The BBC now was reporting on Ireland’s economic woes: one interviewee after another decried their bad luck and the loss of their racehorses to slaughterhouses or euthanasia. I placed a call to my friend, Rita MacGahey and left a message wishing her a happy St. Patrick’s Day. I could hardly hide my sobbing till I finished recording my message.

I checked my email: Well, I was only one day late. March 16 was the eighth anniversary of Rachel Corrie’s murder while defending Palestinian homes in Gaza against Israel’s army caterpillars. I uploaded two brief videos from U-Tube in which Rachel’s parents remember their daughter and remind us all of her universal message of care and love, a message that has succeeded to involve Cindy and Craig Corrie in human rights issues in Palestine and beyond. “She became our eyes and ears in Gaza,” Cindy declares and goes on to read from her lovely daughter’s letters home. What motivates youth to face up to injustice that threatens lives totally unrelated to their own? What did Gaza and the Palestinians have to do with Rachel? Why bother with people so different from your own in the first place? Or are all people one and the same?

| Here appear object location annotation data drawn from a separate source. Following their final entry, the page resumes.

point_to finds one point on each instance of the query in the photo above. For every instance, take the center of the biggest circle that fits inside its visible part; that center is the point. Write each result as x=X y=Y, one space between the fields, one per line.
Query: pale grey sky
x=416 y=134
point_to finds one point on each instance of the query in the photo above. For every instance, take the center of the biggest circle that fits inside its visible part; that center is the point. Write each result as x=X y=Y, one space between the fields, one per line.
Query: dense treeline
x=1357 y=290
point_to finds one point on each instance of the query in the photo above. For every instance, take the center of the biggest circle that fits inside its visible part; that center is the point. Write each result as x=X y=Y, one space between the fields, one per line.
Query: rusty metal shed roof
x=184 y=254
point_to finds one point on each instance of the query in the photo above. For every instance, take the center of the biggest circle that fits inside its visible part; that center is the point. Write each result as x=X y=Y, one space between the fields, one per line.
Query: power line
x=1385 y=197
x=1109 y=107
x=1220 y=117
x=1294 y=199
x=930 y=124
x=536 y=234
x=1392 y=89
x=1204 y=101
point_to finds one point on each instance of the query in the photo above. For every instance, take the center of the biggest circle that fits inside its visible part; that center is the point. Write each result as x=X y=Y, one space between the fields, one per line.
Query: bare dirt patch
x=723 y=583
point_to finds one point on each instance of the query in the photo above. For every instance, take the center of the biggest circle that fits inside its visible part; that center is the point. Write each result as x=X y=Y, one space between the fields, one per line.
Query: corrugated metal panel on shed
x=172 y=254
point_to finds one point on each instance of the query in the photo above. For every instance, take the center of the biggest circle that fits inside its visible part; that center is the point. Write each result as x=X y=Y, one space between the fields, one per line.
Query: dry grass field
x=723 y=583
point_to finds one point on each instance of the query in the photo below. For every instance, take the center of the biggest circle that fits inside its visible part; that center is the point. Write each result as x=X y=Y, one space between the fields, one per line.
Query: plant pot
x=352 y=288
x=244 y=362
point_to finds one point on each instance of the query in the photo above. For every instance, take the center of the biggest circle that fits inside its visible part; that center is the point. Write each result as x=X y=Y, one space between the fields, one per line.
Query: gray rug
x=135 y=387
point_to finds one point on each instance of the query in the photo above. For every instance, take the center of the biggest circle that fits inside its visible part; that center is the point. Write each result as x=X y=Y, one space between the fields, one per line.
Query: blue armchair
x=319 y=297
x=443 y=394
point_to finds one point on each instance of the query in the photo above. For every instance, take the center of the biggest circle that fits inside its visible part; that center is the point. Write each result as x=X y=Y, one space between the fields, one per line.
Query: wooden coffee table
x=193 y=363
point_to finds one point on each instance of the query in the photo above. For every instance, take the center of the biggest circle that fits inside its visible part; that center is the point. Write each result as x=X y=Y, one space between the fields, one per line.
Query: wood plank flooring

The answer comes to me in the rush of tears in my eyes. I am overwhelmed with sadness and sympathy for the Japanese, for the Libyans, for the Irish and for the Corries. But many questions remain unanswered: Did the Israeli D-9 Caterpillar driver realize as he obeyed orders to crush Rachel to death that he was robbing her parents of their ability to see and hear us the Palestinians? Or was that the reason he committed his crime in the first place? He seemed to have taken leave of his memory and his humanity with that split moment of murderous decision. Hate may have rendered him blind and deaf to Rachel’s humanitarian message. How can we reach the humane core in all of us, even the criminal ones, and appeal to its yearning to preserve its own senses? Why the unnecessary and random killing? How can we reach all the loose nasty mongooses and the hyenas?

I have practiced medicine for some four decades without having had a clue as to this surprising symptom of a common cold: becoming emotionally labile as an early sign of recovery.